First, it underscores that this election is about emotion and identity, not policy positions. When we asked Americans to free associate about Trump and Joe Biden, virtually all of the responses are about their character. Almost none are about what they have done in office. When Americans think about whom to vote for, they think first about how they feel and who these candidates are, no matter the media preoccupation with policy positions.

And what they feel is illuminating. We asked Americans to evaluate Trump and Biden across more than 50 different policy areas and personal characteristics. Here, Trump’s centrality in the race becomes apparent–three-quarters of the most meaningful associations were about Trump. Biden, by contrast, is more of an afterthought.

A Delineated Brand

Beyond that, these free associations underline how strongly delineated Trump’s brand is. Trump’s core supporters see him as strong, bold, expansive and actively “preserving the American dream.” On the other side of the equation, his detractors almost universally see him as a liar, arrogant, a bully, reckless, corrupt, racist and narrow-minded.

The two camps could hardly be more diametrically opposed. Americans either love Trump or hate him with very few in the middle. The election will come down to which response to Trump, the push or the pull, is stronger for more people.

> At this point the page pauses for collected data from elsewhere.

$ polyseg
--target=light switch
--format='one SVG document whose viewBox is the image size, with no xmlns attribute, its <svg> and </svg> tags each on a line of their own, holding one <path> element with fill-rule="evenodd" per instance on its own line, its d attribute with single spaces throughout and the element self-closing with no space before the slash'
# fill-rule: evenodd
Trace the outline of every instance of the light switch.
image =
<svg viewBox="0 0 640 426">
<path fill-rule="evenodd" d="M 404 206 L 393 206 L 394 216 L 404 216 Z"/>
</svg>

In contrast, views of Biden are more moderate with neither the intense love nor the fiery hate. Americans who like Biden see him as qualified, likable and trustworthy; his negatives are that he is seen as old, boring and irresponsible. On all counts, the reaction to Biden–either for or against–is much more muted.

Good Positioning

Against the chaos of 2020, Biden’s position as a more neutral alternative to Trump is not such a bad place to be. He has yet to do anything so controversial that would turn off Independents or otherwise-undecided voters looking for an alternative to Trump.

But it also means that he is banking on continued anger at Trump to garner a large enough coalition to win the White House. In a further indication of the challenges Biden is up against, 52 percent of Democrats still name President Obama as their favorite politician, suggesting that nostalgia for the past has more pull than the promise of the future for some voters.

'It's All About that Base'

For now, all signs suggest that Trump is doubling down on a strategy of appealing solely to his base and ignoring other potential supporters. This is to Biden’s advantage–but also opens up risks. Biden’s position is reliant on Trump continuing to fan the flames of those opposed to him. Even in the absence of Trump abruptly shifting gears, anything that acts to lessen the anger of Biden supporters could damage his ability to turn out a majority of voters. This is in contrast to Trump’s base, which will be (and has been) resistant to efforts to shift from the president.

Taken together, these findings suggest that the 2020 election could still hold surprises.

Trump retains considerable power due to the central position his brand holds in the minds of voters. Even if many Americans find that brand alienating, Biden is operating in its shadow, which is rarely good for a brand. Given how close the race could be in the battleground states, Trump’s appeal to his core supporters could prove to be enough to outweigh the strong antipathy other Americans feel for him.

Chris Murphy is president & global lead of market and brand strategy at Ipsos. Chris Jackson is SVP and lead of Ipsos’s public polling practice in the US.